Durante os depoimentos para a justiça, a advogada negou a captação ambiental apresentada pela denúncia do MP e disse que estava em Brasília-DF na maior parte da captação ambiental realizada, “bem como alegou a ausência de dolo, sustentando que a conduta era voltada para fins de pesquisa acadêmica”. A advogada sustentou ainda que fazia parte de um grupo de estudos para mestrado com o tema “Sistema Prisional/RN-Política Criminal Proibicionista-Legislação de Drogas, e ainda sobre o tema Organizações Criminosas”.
OAB
Em entrevista à TN na semana passada, o presidente da OAB-RN, Aldo Medeiros, disse que a repercussão dos casos recentes “preocupam” a entidade. Ele disse que o Tribunal de Ética da OAB-RN apura a conduta de pelo menos quatro advogados.
“Nossa atuação se resume à defesa de prerrogativa dos advogados que é fundamental. Quando o advogado é acusado de qualquer ato e tem contra si mandado de prisão ou de busca e apreensão, que é mais comum, a lei determina que ele seja acompanhado de um representante da ordem. Temos um plantão permanente. Esse é o papel da OAB. A defesa técnica dos atos que eles são acusados cabe à advocacia privada deles que eles contratam. A OAB acompanha porque se houver violação de alguma prerrogativa, ela atua, mas não defendemos qualquer tipo de ato que eventualmente venha a ser identificado como ilegal”, disse.
“Isso nos preocupa muito, porque em algumas situações, nos parece e isso está sendo apurado, são atividades que nada têm a ver com a advocacia, de se levar e trazer comunicações que não são do processo. Isso não é atividade da advocacia. Não cabe à OAB defender esse tipo de infração. Estamos dando apoio para a prisão que se dá em sala de estado maior ou similar, estamos fazendo com que os atos sejam assistidos pelo nosso procurador de prerrogativas, mas também estamos abrindo processos éticos contra todos esses acusados, para que possamos, com isenção, prudência e ampla defesa, analisar se o que foi apontado representa exercício da advocacia ou além disso e que caracterize falta de ética”, apontou.

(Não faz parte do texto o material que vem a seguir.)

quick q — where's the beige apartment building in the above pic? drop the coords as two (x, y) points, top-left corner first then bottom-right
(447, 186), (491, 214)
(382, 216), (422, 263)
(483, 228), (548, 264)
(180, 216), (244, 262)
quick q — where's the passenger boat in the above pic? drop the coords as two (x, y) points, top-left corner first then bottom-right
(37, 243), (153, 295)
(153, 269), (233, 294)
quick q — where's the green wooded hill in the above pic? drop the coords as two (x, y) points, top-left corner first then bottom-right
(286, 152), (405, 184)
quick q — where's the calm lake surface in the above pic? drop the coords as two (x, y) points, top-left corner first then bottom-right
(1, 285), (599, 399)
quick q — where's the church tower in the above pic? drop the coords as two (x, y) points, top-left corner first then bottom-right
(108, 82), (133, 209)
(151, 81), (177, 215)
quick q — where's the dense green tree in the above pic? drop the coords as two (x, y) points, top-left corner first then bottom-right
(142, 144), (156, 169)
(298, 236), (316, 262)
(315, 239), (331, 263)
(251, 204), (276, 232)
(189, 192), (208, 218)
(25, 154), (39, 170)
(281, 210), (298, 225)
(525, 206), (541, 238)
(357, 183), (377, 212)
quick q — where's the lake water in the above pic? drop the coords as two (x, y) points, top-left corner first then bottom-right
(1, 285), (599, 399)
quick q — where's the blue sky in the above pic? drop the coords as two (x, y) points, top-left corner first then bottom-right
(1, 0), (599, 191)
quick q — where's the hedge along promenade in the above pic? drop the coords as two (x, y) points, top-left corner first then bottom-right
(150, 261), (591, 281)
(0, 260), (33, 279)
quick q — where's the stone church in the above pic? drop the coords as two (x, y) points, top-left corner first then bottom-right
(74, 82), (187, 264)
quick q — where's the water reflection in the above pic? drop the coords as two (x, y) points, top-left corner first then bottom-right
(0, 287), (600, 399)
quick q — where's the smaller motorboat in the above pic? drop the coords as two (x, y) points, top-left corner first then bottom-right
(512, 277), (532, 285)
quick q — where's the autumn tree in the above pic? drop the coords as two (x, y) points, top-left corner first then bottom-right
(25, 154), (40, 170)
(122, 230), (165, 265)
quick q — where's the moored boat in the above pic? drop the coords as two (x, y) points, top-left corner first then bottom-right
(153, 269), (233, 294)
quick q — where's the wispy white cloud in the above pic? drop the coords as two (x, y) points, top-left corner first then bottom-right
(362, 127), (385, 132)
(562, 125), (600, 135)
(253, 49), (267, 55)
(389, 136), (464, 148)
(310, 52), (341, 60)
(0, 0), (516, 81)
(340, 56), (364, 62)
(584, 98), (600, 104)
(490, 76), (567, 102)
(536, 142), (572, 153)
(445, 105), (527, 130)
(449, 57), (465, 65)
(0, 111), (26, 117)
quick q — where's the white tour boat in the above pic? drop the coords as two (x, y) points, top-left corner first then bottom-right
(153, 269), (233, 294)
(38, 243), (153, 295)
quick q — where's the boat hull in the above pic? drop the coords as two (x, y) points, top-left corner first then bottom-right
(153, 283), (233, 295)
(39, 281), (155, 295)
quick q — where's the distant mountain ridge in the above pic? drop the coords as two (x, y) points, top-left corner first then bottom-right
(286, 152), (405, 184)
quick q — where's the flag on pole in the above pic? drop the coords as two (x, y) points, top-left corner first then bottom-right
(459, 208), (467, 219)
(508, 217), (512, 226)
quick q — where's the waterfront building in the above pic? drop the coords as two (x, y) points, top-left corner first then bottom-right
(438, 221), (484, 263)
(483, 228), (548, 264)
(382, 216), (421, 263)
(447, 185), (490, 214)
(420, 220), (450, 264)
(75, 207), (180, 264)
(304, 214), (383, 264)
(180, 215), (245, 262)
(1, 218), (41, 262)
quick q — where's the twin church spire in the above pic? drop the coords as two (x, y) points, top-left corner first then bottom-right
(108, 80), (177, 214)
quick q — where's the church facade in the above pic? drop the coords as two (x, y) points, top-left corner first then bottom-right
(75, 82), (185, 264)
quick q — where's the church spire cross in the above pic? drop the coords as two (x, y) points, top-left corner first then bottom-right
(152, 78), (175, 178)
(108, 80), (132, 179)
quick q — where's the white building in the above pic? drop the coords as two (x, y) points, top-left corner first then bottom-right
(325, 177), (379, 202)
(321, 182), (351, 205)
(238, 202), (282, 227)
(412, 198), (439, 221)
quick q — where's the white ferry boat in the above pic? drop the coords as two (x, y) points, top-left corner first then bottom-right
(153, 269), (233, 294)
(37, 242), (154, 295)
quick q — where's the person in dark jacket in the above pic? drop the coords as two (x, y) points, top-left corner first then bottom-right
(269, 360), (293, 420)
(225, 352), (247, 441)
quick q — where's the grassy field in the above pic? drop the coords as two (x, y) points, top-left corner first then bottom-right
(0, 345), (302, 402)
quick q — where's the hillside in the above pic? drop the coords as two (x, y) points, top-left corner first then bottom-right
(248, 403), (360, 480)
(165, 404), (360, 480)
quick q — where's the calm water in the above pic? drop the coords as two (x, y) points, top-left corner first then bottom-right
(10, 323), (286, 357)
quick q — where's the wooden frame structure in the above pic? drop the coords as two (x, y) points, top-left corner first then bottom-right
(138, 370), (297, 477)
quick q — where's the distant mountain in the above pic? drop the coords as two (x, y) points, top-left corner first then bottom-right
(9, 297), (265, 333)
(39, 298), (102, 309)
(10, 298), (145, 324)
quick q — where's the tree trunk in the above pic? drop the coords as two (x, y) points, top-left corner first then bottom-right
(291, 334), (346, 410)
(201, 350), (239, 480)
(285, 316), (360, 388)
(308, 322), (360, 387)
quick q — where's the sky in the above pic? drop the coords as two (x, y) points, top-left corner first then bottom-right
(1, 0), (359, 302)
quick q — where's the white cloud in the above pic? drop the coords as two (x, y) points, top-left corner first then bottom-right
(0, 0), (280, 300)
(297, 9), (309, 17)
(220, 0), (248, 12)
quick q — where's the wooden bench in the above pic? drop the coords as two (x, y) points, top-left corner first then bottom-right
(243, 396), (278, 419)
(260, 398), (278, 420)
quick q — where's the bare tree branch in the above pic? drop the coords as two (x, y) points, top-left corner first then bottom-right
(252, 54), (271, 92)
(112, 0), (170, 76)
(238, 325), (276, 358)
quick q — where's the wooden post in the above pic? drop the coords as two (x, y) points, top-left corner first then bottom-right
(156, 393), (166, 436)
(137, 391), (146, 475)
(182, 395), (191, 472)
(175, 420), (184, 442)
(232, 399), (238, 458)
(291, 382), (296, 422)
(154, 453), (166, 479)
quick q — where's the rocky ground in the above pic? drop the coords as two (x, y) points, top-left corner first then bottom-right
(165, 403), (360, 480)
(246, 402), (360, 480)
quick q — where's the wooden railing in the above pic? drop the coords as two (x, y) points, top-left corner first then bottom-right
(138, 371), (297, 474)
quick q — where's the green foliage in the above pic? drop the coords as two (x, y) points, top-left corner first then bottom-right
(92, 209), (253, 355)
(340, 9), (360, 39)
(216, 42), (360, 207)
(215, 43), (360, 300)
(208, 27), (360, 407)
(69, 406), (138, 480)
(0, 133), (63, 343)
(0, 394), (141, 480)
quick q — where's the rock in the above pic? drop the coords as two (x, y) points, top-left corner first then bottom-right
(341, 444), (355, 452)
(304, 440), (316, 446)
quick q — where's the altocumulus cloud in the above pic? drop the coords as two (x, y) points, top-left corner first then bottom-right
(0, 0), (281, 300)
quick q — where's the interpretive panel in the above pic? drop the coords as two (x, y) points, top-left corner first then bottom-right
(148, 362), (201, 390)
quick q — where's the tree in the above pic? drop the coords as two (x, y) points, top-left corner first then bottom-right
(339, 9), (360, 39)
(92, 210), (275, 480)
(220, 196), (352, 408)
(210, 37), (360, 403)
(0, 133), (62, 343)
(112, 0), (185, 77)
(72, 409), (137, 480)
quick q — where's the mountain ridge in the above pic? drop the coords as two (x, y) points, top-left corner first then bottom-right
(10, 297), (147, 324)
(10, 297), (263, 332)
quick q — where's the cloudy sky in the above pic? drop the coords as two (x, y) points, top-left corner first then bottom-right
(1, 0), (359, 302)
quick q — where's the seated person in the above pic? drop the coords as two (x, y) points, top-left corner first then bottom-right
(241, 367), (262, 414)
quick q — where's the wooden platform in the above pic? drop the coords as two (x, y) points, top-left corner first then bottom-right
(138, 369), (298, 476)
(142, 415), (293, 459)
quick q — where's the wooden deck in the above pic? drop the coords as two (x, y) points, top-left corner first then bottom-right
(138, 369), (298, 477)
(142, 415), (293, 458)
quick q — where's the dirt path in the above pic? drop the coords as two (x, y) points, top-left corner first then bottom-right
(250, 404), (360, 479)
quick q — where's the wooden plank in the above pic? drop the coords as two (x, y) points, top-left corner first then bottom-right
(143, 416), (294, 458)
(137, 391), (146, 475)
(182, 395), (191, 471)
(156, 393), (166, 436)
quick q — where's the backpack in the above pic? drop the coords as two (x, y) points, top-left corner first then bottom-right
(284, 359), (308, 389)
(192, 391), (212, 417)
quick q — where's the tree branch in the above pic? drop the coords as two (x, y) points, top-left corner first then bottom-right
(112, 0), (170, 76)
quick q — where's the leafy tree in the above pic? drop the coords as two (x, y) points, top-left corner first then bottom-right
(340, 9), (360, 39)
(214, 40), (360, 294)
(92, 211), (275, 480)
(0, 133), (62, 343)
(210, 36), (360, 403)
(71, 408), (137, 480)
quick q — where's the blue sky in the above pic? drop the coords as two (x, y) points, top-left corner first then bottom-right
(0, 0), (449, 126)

O secretário da Seap, Pedro Florêncio, disse que esses advogados representam “uma minoria absoluta dos advogados, pois a maioria são profissionais sérios, que desempenham uma função fundamental no sistema de justiça. Não há justiça se não tiver ação de advogado no processo criminal”, disse, acrescentando que tem mantido diálogo com a OAB para combater essas ações.
“Nada disso aconteceria se não fosse a colaboração da Polícia Penal e recentemente da OAB, que instaurou procedimentos e suspendeu advogados cautelarmente. O MP não quer, de forma alguma, criminalizar a atividade da advocacia. É legítimo que todos tenham defesa técnica, mas essas funções claramente desbordam da advocacia, no nosso entendimento e a justiça tem chancelado, esse modus operandi serve para configurar que aquele advogado promove e integra organização criminosa”, finaliza fonte do MPRN.